Last month’s column was ‘Dealing with uncertainty’, and I haven’t got any better at it, so figured I’d stick to the theme. Might even make it a series.
This month’s uncertainty involved a haematologist—I’ve never actually met one, but that wasn’t the uncertainty. I do believe in them, based on the phone evidence.
Anyhow, I listened to him discussing cytochrome p450, then he mentioned HLA-B27, and right about there is where he lost me.
The thing is, I have trouble visualising things named with numbers. Especially little things. If you’re going to float about invisibly in the bloodstream, at least have a sensible name, like RBC.
RBC – Red (yep) Blood (gotcha) Cell (bingo)!
I can picture those wee scarlet frisbees, no worries. The problem is, in my mind they’re always floating in a sea of confusingly numbered sludge. That’s not just my imagination, because if you leave the RBCs there long enough, some of the sludge will stick. The RBCs degenerate into HbA1c, thereby creating another awful number-name problem.

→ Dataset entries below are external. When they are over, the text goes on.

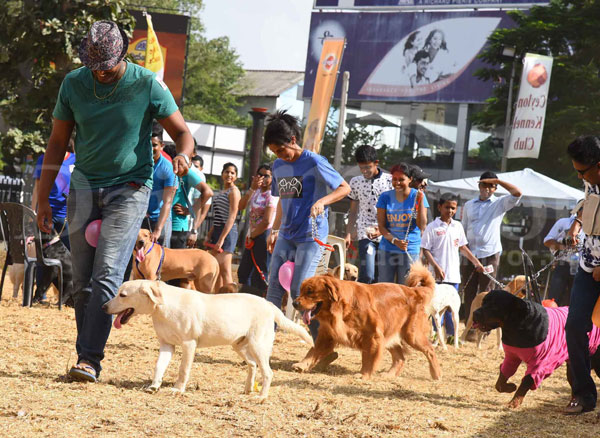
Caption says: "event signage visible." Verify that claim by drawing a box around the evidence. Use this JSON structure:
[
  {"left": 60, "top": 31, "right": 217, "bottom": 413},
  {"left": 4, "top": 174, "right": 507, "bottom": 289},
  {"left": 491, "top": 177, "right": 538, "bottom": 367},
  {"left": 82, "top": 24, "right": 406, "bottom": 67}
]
[
  {"left": 314, "top": 0, "right": 550, "bottom": 10},
  {"left": 302, "top": 38, "right": 346, "bottom": 153},
  {"left": 304, "top": 11, "right": 514, "bottom": 103},
  {"left": 506, "top": 53, "right": 552, "bottom": 158},
  {"left": 127, "top": 10, "right": 190, "bottom": 106},
  {"left": 144, "top": 14, "right": 165, "bottom": 81}
]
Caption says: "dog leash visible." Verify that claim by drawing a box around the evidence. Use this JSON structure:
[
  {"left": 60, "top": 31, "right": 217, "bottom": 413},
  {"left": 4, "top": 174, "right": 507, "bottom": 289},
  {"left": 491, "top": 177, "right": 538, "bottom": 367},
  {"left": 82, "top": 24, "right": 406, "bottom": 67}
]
[
  {"left": 531, "top": 245, "right": 583, "bottom": 280},
  {"left": 135, "top": 242, "right": 165, "bottom": 281},
  {"left": 245, "top": 238, "right": 268, "bottom": 285},
  {"left": 204, "top": 243, "right": 223, "bottom": 254},
  {"left": 310, "top": 215, "right": 335, "bottom": 252},
  {"left": 480, "top": 271, "right": 506, "bottom": 289}
]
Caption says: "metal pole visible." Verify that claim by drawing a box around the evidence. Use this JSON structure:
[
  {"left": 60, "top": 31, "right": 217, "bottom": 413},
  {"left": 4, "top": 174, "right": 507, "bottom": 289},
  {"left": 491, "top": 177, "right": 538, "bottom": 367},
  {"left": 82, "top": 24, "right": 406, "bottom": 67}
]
[
  {"left": 248, "top": 108, "right": 267, "bottom": 187},
  {"left": 500, "top": 58, "right": 517, "bottom": 172},
  {"left": 179, "top": 14, "right": 191, "bottom": 115},
  {"left": 333, "top": 71, "right": 350, "bottom": 170}
]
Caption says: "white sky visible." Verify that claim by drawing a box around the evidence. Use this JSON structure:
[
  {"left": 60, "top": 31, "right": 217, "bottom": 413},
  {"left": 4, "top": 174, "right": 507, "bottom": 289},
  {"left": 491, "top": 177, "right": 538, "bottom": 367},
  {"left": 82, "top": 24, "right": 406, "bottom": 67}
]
[{"left": 201, "top": 0, "right": 313, "bottom": 71}]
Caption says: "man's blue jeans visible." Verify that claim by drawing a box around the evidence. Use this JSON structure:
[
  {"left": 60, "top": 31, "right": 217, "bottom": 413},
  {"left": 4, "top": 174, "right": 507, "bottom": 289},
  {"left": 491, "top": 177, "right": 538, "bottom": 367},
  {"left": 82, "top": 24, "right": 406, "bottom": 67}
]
[
  {"left": 267, "top": 237, "right": 323, "bottom": 339},
  {"left": 377, "top": 250, "right": 419, "bottom": 284},
  {"left": 565, "top": 268, "right": 600, "bottom": 408},
  {"left": 358, "top": 239, "right": 379, "bottom": 284},
  {"left": 67, "top": 184, "right": 150, "bottom": 375}
]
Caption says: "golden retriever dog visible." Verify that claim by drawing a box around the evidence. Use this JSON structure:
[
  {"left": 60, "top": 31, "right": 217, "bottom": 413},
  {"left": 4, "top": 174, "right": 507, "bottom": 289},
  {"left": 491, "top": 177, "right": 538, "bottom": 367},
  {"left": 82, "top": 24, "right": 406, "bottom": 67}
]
[
  {"left": 293, "top": 263, "right": 441, "bottom": 380},
  {"left": 460, "top": 275, "right": 526, "bottom": 350},
  {"left": 132, "top": 229, "right": 219, "bottom": 293},
  {"left": 331, "top": 263, "right": 358, "bottom": 281},
  {"left": 102, "top": 280, "right": 313, "bottom": 399}
]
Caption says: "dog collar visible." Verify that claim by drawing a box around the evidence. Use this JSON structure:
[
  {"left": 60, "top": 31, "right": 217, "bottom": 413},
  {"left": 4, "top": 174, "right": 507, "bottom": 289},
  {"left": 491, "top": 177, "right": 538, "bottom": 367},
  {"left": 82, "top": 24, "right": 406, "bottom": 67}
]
[{"left": 135, "top": 242, "right": 165, "bottom": 280}]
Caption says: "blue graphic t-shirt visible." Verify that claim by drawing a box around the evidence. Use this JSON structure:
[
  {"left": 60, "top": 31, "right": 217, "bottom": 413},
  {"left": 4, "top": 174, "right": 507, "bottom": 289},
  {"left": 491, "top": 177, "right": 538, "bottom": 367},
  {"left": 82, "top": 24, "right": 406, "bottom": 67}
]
[
  {"left": 271, "top": 150, "right": 344, "bottom": 242},
  {"left": 377, "top": 189, "right": 421, "bottom": 254},
  {"left": 33, "top": 152, "right": 75, "bottom": 219},
  {"left": 148, "top": 155, "right": 177, "bottom": 221}
]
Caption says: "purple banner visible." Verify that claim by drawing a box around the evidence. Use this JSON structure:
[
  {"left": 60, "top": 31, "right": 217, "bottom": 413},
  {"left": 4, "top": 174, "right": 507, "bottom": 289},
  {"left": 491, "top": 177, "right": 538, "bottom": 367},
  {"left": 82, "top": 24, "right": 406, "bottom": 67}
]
[
  {"left": 314, "top": 0, "right": 550, "bottom": 9},
  {"left": 304, "top": 11, "right": 514, "bottom": 103}
]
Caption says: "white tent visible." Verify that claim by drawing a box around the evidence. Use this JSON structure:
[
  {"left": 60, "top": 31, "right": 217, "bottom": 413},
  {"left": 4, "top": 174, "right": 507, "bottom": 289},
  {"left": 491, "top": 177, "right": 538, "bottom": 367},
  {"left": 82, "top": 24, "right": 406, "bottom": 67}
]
[{"left": 427, "top": 168, "right": 584, "bottom": 210}]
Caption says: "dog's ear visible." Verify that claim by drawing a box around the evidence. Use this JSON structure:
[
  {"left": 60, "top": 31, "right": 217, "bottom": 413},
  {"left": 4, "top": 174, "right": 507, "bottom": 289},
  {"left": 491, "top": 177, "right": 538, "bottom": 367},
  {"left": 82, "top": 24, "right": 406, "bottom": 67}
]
[
  {"left": 323, "top": 278, "right": 340, "bottom": 302},
  {"left": 143, "top": 282, "right": 164, "bottom": 306}
]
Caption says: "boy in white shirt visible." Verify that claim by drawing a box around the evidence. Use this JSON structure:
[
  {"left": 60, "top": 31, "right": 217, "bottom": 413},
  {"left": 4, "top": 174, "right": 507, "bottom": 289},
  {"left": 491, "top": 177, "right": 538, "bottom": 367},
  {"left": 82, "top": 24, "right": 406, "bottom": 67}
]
[{"left": 421, "top": 193, "right": 483, "bottom": 336}]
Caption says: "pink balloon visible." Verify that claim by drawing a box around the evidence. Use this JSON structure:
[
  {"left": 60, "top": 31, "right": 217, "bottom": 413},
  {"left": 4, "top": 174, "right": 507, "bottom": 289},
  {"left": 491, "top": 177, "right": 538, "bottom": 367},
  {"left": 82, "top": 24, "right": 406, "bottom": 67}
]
[
  {"left": 279, "top": 260, "right": 295, "bottom": 292},
  {"left": 85, "top": 219, "right": 102, "bottom": 248}
]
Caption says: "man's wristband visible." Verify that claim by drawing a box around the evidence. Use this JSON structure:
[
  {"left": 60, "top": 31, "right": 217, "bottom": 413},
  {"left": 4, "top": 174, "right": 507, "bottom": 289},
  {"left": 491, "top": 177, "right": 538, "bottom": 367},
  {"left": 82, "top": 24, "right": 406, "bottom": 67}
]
[{"left": 175, "top": 152, "right": 190, "bottom": 166}]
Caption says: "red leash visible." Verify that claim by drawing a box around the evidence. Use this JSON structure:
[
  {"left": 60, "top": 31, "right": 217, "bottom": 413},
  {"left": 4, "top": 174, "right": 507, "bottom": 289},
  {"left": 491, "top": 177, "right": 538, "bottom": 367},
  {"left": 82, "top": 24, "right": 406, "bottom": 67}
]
[{"left": 245, "top": 238, "right": 268, "bottom": 284}]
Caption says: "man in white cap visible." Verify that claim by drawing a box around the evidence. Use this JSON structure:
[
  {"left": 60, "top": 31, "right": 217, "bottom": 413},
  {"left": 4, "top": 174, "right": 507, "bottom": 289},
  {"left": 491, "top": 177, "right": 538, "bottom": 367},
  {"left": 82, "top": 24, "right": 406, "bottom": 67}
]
[{"left": 38, "top": 21, "right": 194, "bottom": 382}]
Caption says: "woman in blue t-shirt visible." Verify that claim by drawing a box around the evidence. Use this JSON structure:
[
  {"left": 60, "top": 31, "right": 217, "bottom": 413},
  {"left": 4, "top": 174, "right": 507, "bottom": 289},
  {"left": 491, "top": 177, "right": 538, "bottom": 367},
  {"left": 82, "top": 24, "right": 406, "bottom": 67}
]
[
  {"left": 377, "top": 163, "right": 427, "bottom": 283},
  {"left": 264, "top": 111, "right": 350, "bottom": 339}
]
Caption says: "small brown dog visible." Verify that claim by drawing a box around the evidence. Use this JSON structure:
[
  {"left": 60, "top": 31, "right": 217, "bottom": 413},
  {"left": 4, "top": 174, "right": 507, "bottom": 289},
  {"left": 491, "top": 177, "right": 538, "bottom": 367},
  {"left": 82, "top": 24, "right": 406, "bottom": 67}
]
[
  {"left": 460, "top": 275, "right": 526, "bottom": 350},
  {"left": 132, "top": 229, "right": 219, "bottom": 293},
  {"left": 293, "top": 263, "right": 441, "bottom": 380},
  {"left": 331, "top": 263, "right": 358, "bottom": 281}
]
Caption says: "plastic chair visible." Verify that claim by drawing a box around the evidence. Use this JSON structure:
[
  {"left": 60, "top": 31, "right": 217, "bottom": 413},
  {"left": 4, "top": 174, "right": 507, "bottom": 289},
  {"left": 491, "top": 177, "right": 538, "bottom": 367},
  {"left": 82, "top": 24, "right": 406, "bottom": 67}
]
[{"left": 0, "top": 202, "right": 63, "bottom": 310}]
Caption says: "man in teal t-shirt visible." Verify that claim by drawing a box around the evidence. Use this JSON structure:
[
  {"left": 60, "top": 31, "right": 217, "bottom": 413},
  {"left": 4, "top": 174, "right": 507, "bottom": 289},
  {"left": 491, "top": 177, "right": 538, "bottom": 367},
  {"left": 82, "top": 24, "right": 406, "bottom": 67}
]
[{"left": 38, "top": 21, "right": 194, "bottom": 382}]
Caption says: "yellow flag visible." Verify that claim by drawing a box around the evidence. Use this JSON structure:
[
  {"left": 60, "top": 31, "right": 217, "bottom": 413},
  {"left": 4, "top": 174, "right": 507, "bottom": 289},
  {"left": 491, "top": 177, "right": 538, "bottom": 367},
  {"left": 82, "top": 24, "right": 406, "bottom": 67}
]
[{"left": 144, "top": 14, "right": 165, "bottom": 80}]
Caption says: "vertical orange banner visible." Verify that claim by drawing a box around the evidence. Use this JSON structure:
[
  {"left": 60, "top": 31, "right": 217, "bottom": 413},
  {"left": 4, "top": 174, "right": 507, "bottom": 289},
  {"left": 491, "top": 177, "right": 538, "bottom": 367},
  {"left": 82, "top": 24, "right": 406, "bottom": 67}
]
[{"left": 303, "top": 38, "right": 346, "bottom": 153}]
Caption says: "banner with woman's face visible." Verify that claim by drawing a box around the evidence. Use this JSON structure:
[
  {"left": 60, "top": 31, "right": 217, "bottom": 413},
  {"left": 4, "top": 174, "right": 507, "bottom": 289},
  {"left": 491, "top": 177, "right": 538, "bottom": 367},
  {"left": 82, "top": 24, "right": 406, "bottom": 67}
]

H-b-A-1-c. Ever tried explaining that five-part behemoth to a patient? “You see, it’s A…then one…then c. Just a sugar-coated red blood cell, really. Hence the H and the b. No, I’m not sure what the 1 stands for. Oh hell, just bump up the insulin.”
I could blame my Scottish haematology lecturer at Melbourne Uni; his thick brogue tore at the names of every tiny particle, rendering them into a formless swill of guttural indifference. If I repeatedly fell asleep as the Glaswegian expounded on what subsequent translators would attest was the B-lymph antigen CD20, who can criticise me?
But I take responsibility. It wasn’t his fault: it was mine. Well, when I say mine, I really mean my microbiology lecturer’s. If you think Scottish haematologists are obsessed with confusing, floating blobs, you should hear Germanic microbiologists.
That’s ‘Micro’ as in super-small, and ‘biologists’ as in the scientists who are still trying to name 950,000 insect species. Believe me, the easy ones ran out long ago.
How tempting would it be for an Amazonian entomologist to just name the next 200 buzzing things with the same root word followed by a number series? The same method I use for my computer password21. Sorry, I meant password.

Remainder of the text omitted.